The Oceania of George Orwell’s 1984 has  Newspeak as its official language which is used to transmit to the proletariat the wisdom of Big Brother. Japanese professional baseball in a nifty parallel has Npbspeak to guide fans according to the will of its shogun, former Yomiuri Shimbun president Tsuneo Watanabe.

Take Tokyo Dome and its infamous official capacity for baseball of 55,000. Through 1984 — oops 2004 — reporters obligingly include references to crowds of 55,000 at the park in their Npbspeak. In the 28 Japan Series games — when attendance is actually counted, crowd figures ranged from 43,848 to 48,342, yet nobody in the mainstream media noticed anything unusual about that. Except for Robert Whiting and a few others, no one was publicly saying: “Hey this place looks full, how come it’s not 55,000?” Because  Watanabe said, “Tokyo Dome’s capacity is 55,000,” where they thinking, “hmm must not be a sellout.”?

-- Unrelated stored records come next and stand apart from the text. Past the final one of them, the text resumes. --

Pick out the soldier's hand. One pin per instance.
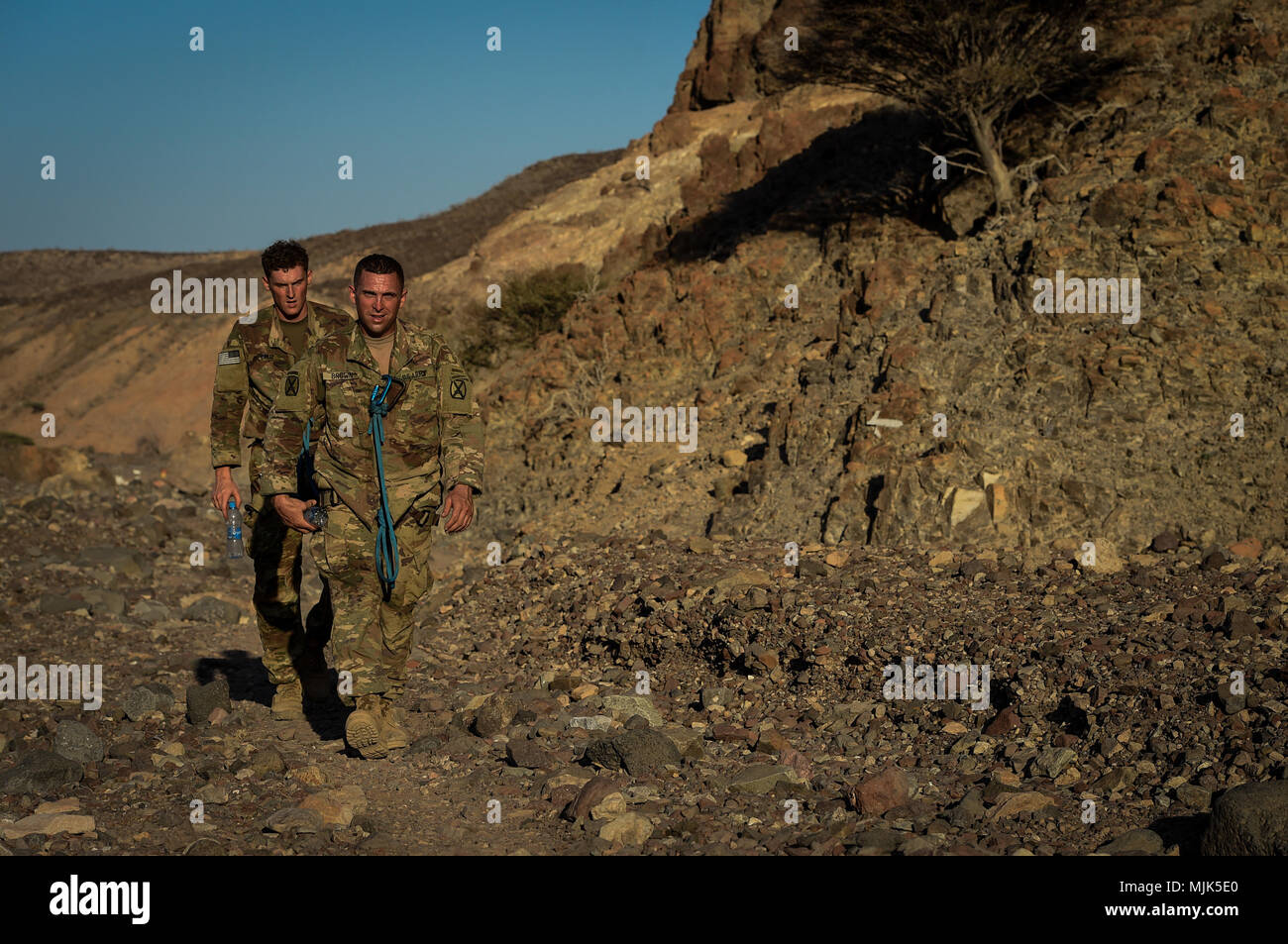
(291, 511)
(224, 489)
(459, 509)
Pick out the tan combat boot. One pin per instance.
(393, 733)
(364, 728)
(288, 702)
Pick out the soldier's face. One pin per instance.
(377, 299)
(288, 288)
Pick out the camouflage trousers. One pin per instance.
(277, 554)
(373, 636)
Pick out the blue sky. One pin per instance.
(162, 149)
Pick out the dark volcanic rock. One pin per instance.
(636, 752)
(205, 698)
(40, 773)
(1250, 819)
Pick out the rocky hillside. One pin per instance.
(1149, 684)
(1057, 428)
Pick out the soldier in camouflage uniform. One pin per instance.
(249, 374)
(433, 467)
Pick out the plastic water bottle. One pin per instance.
(235, 544)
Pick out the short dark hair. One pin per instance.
(377, 265)
(283, 254)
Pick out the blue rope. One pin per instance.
(386, 543)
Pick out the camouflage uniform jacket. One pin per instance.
(249, 372)
(433, 436)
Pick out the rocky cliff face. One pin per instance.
(917, 394)
(1057, 428)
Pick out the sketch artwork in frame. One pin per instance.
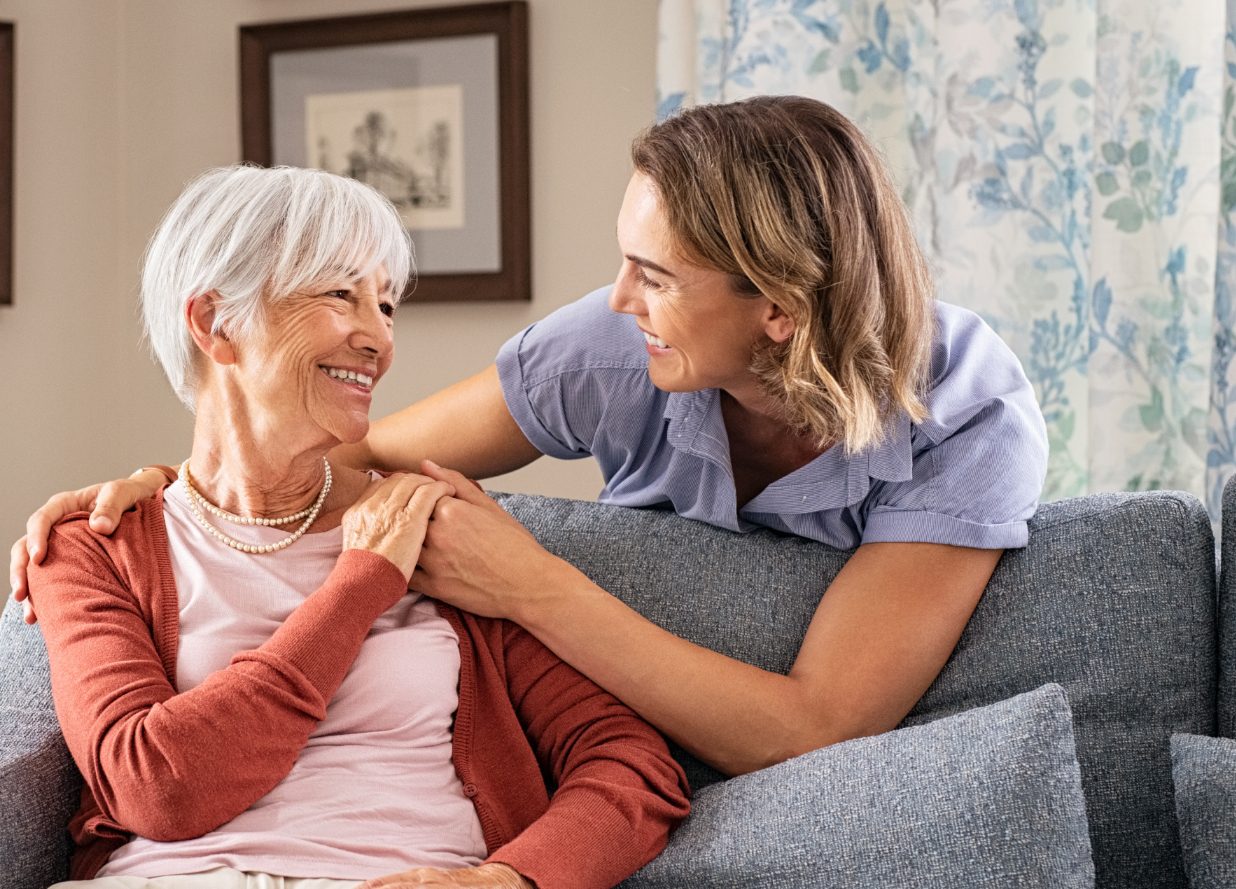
(429, 106)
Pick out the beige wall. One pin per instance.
(119, 102)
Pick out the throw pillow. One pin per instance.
(1204, 772)
(988, 798)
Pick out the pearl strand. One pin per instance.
(246, 519)
(309, 514)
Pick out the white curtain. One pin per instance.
(1070, 168)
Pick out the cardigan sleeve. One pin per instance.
(618, 790)
(169, 765)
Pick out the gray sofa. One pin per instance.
(1041, 757)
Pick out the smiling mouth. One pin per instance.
(361, 380)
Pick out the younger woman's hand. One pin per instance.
(478, 558)
(105, 503)
(392, 516)
(483, 877)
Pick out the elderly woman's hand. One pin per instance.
(478, 558)
(392, 516)
(483, 877)
(104, 502)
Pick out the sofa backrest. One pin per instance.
(1114, 599)
(1227, 613)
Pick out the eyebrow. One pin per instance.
(648, 263)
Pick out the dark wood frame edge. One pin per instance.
(8, 78)
(508, 22)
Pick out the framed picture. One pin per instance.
(429, 106)
(6, 123)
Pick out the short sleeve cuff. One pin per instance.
(514, 392)
(904, 526)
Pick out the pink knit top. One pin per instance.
(373, 790)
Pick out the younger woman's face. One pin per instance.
(698, 331)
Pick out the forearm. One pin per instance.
(731, 715)
(466, 427)
(618, 790)
(172, 765)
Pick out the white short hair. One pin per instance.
(255, 235)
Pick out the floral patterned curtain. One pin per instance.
(1070, 168)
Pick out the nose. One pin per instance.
(626, 297)
(373, 333)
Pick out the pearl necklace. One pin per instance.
(197, 502)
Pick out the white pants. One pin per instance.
(220, 878)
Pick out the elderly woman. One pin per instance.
(241, 674)
(771, 354)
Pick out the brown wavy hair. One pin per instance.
(789, 198)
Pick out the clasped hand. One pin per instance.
(476, 557)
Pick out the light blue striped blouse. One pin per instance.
(577, 385)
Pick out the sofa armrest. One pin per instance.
(40, 788)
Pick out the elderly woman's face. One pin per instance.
(315, 362)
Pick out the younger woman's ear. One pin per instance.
(199, 314)
(778, 325)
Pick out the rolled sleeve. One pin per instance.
(977, 487)
(518, 393)
(904, 526)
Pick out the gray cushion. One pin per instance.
(1204, 770)
(38, 784)
(1114, 599)
(988, 798)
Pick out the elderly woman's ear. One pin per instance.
(199, 313)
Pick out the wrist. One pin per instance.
(540, 606)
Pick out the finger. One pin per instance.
(111, 501)
(17, 560)
(425, 498)
(467, 490)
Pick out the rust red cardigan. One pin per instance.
(171, 765)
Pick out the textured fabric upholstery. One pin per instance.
(1204, 770)
(38, 783)
(1114, 600)
(1227, 615)
(988, 798)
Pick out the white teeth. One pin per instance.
(349, 376)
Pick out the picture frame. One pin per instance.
(6, 158)
(430, 106)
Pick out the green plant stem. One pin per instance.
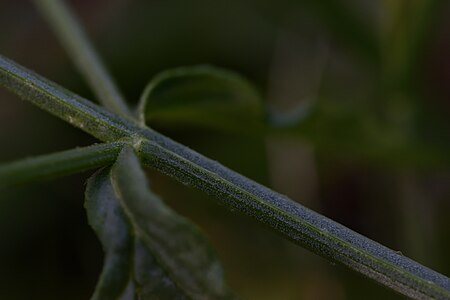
(293, 221)
(58, 164)
(76, 43)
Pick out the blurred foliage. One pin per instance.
(372, 79)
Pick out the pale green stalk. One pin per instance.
(76, 43)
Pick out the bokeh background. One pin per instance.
(372, 77)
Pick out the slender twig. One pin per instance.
(58, 164)
(76, 43)
(290, 219)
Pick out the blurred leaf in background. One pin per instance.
(368, 146)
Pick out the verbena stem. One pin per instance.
(83, 54)
(58, 164)
(290, 219)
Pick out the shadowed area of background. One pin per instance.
(356, 64)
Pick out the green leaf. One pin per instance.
(149, 248)
(202, 96)
(58, 164)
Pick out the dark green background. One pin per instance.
(387, 60)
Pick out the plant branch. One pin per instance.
(76, 43)
(290, 219)
(58, 164)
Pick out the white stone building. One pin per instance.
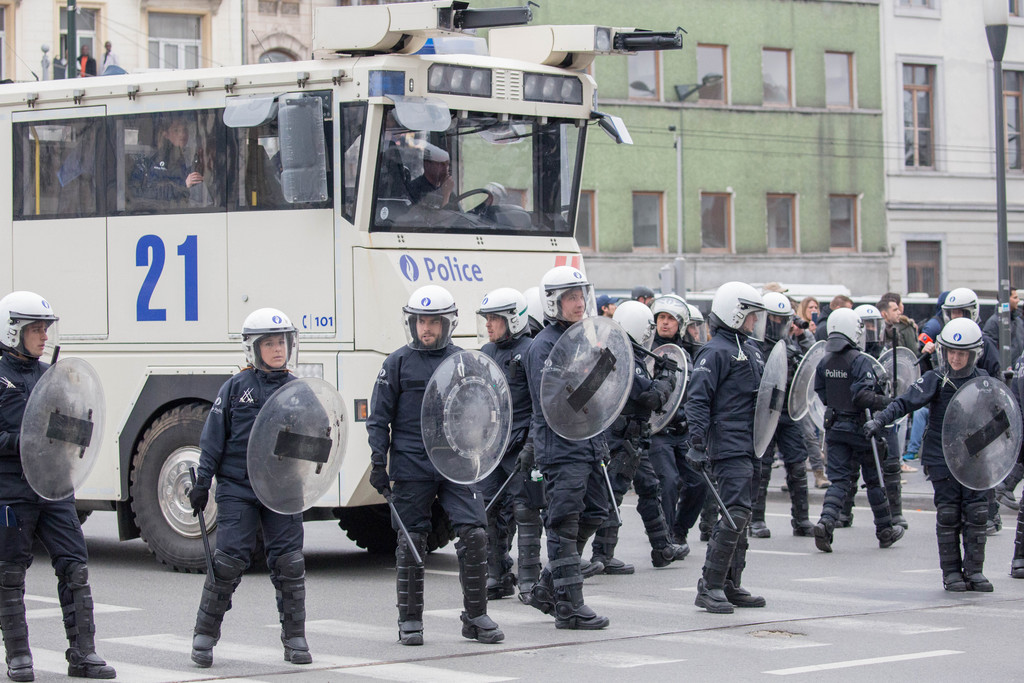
(938, 102)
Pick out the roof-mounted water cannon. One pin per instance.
(403, 28)
(576, 46)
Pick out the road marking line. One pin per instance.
(861, 663)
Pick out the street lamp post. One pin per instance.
(996, 14)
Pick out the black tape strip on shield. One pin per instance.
(977, 441)
(300, 446)
(605, 364)
(69, 429)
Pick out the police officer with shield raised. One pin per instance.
(961, 512)
(270, 344)
(720, 408)
(503, 323)
(25, 328)
(394, 429)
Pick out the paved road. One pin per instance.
(856, 613)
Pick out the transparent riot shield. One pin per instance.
(466, 417)
(62, 428)
(297, 444)
(587, 378)
(981, 433)
(771, 398)
(660, 419)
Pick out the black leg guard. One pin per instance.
(604, 544)
(472, 551)
(410, 585)
(711, 587)
(13, 624)
(947, 522)
(570, 611)
(974, 548)
(289, 579)
(80, 626)
(1017, 565)
(528, 521)
(796, 481)
(215, 602)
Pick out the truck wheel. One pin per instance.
(159, 481)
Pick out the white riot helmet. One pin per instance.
(261, 325)
(845, 323)
(507, 303)
(779, 315)
(430, 300)
(963, 299)
(873, 325)
(638, 321)
(961, 334)
(560, 281)
(18, 309)
(732, 304)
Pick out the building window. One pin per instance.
(585, 232)
(1016, 264)
(711, 70)
(781, 222)
(716, 222)
(643, 75)
(647, 221)
(776, 73)
(919, 133)
(1013, 88)
(843, 222)
(839, 79)
(924, 265)
(175, 41)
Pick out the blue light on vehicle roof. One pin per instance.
(387, 83)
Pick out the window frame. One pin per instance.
(659, 196)
(790, 86)
(729, 242)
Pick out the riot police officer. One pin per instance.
(25, 328)
(720, 408)
(270, 343)
(629, 441)
(502, 323)
(846, 382)
(790, 436)
(578, 497)
(393, 428)
(958, 511)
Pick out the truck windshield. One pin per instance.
(484, 173)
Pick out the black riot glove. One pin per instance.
(527, 458)
(871, 428)
(199, 496)
(379, 479)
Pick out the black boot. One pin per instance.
(13, 624)
(472, 551)
(735, 593)
(711, 587)
(947, 521)
(796, 480)
(410, 588)
(215, 602)
(528, 521)
(289, 579)
(570, 611)
(80, 626)
(974, 548)
(604, 544)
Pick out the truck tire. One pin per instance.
(159, 483)
(370, 527)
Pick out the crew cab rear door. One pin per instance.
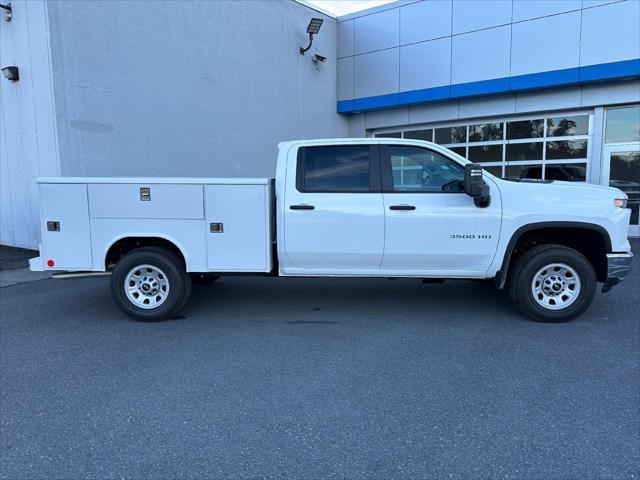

At Game 2 of the 1996 Series against Ichiro Suzuki’s Orix BlueWave, the place was jammed and sounded like you were inside a jet engine, but somehow nobody mentioned anything incongruous about an announced crowd of 45,806 without any empty seats at a park reported as holding 55,000.

About that time I called the Seibu Lions to ask how come Seibu Stadium could hold 50,000 fans for a holiday sellout against the Kintetsu Buffaloes, but max out at just 31,883 against the Yomiuri Giants in the Japan Series. It sure wasn’t the cost of tickets, because at that time a Lions Series game ticket cost only 50 percent more than for the regular season. The Lions answered: “During the Japan Series, the fire department prevents us from seating proles — fans — in the aisles.”

Right.

Then after the 2004 season, when the players went out on strike and the proles stood behind them in their fight against the owners, Nippon Professional Baseball teams decided to announce attendance figures that “approximated reality,” whatever that means. In Nagoya, the Chunichi Dragons apparently only admitted fans in blocks of 100 that year, since all their announced attendances that season ended in “00.”

On Opening Day, April 1, 2005, the pressbox automatons who had been dutifully reporting Tokyo Dome had been filled with 55,000 fans at every Giants game for years, reported a full house of 43,684. Since that day, the highest announced attendance has been 46,831.

“Tokyo Dome’s maximum capacity is 46,831. It has always been 46,831.”

SO when NPB announced there would be new rules this year — NPBspeak grammar required at least one “new” rule be an existing one. Baseball has prohibited catchers without the ball from obstructing runners for over 150 years. Yet the practice was accepted in both MLB and NPB despite clearly being against the rules. Rather than admit it hadn’t been enforcing the rule, which is an NPB tradition, a rule — a redundant duplication of the old one — was included in the new package so it could be called “new” with the hope that the proles wouldn’t notice.